Anyway, it’s 2013. I’ve had Tiddler, moved to a different GP, spoken to a helpful midwife and know what I want. This time it is going to be very easy.
I stride in.
– Can I make an appointment with Dr S, please?
– Oh, she’s right popular at the minute, luv. Can you see one of the others?
– I’m actually wanting a contraceptive implant fitted so I was told it had to be with Dr S?
– (glancing at a queue that is forming behind me): Pardon luv?
– (loudly): It’s for a CONT-RA-CEP-TIVE IM-PLANT. The other doctors can’t do them.
– Oh well it won’t be while next month now luv. There’s a waiting list to see her. And I’m not sure you won’t have to see her for a chat first, make sure it’s suitable, then she’ll make you a longer appointment to get it fitted.
She makes no move what-so-ever to look at her computer screen and find an appointment.
– OK. Can you tell me where else I can go?
– There’s a walk-in clinic on so-and-so street.
– Where’s that please? Do you have their opening times? How about a phone number. Right. Please would you write that down for me: I seem to be restraining a child with each hand at the moment so am unable to write and my memory’s actually quite shocking.
Isn’t it lucky that I’m an expert at extracting blood from stones.

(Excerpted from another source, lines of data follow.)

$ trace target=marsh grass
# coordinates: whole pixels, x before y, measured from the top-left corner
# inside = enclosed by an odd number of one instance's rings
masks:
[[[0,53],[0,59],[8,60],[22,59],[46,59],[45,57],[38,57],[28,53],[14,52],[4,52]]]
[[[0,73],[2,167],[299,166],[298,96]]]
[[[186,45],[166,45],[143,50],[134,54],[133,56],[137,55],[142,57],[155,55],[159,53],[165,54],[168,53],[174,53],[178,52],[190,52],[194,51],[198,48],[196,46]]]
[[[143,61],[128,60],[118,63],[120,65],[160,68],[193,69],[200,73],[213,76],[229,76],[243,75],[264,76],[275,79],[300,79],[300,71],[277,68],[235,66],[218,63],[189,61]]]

The point is however that most women in the UK are NOT experts at extracting blood from stones. I suspect that some women take weeks to get the confidence up to go and talk to doctors about contraception, let alone stand up to an unhelpful doctor or receptionist when they get in there. I am also educated: a lot of people would have walked out of my first appointment with a pill, unaware that there were choices available. I only hope the doctor would have managed to overcome his embarrassment quickly enough to explain that the success rate quoted does only apply if pills are taken correctly. An oft-quoted American survey suggests that unwanted pregnancies are 20 per cent more likely with a pill than with an intra-uterine device (and IUDs or ‘coils’, for the record, are even available for women who haven’t had kids). The Evriwoman survey suggested that 16% of the women experiencing unwanted pregnancies blamed a failed pill regime.
Luckily, those who bypass their GPs in favour of the Internet are more likely to succeed: the NHS website gives out the factual information and it isn’t hard to find helpful, informative walk-in clinics, which no longer seem to give out long embarrassing questionnaires and most of which don’t even have the local Priest lurking in the waiting room. Obviously getting to these isn’t always easy (I am lucky enough to live within walking distance of one) but clearly it’s worthwhile. The staff there are not only respectful but have even been trained to fit implants, an obvious improvement on the GP situation.
So it IS possible to get good contraceptive advice in this country, but it isn’t exactly handed out on a plate. I do suspect that more women (who might, for instance, be less determined, informed and pushy than myself) could be encouraged to seize control of their reproductive lives if a little more encouragement were offered.
I am painfully aware that I’m-a-Tiddler-Too might have been destined to be the next Mozart. However, this is a risk that many of us would really like to take.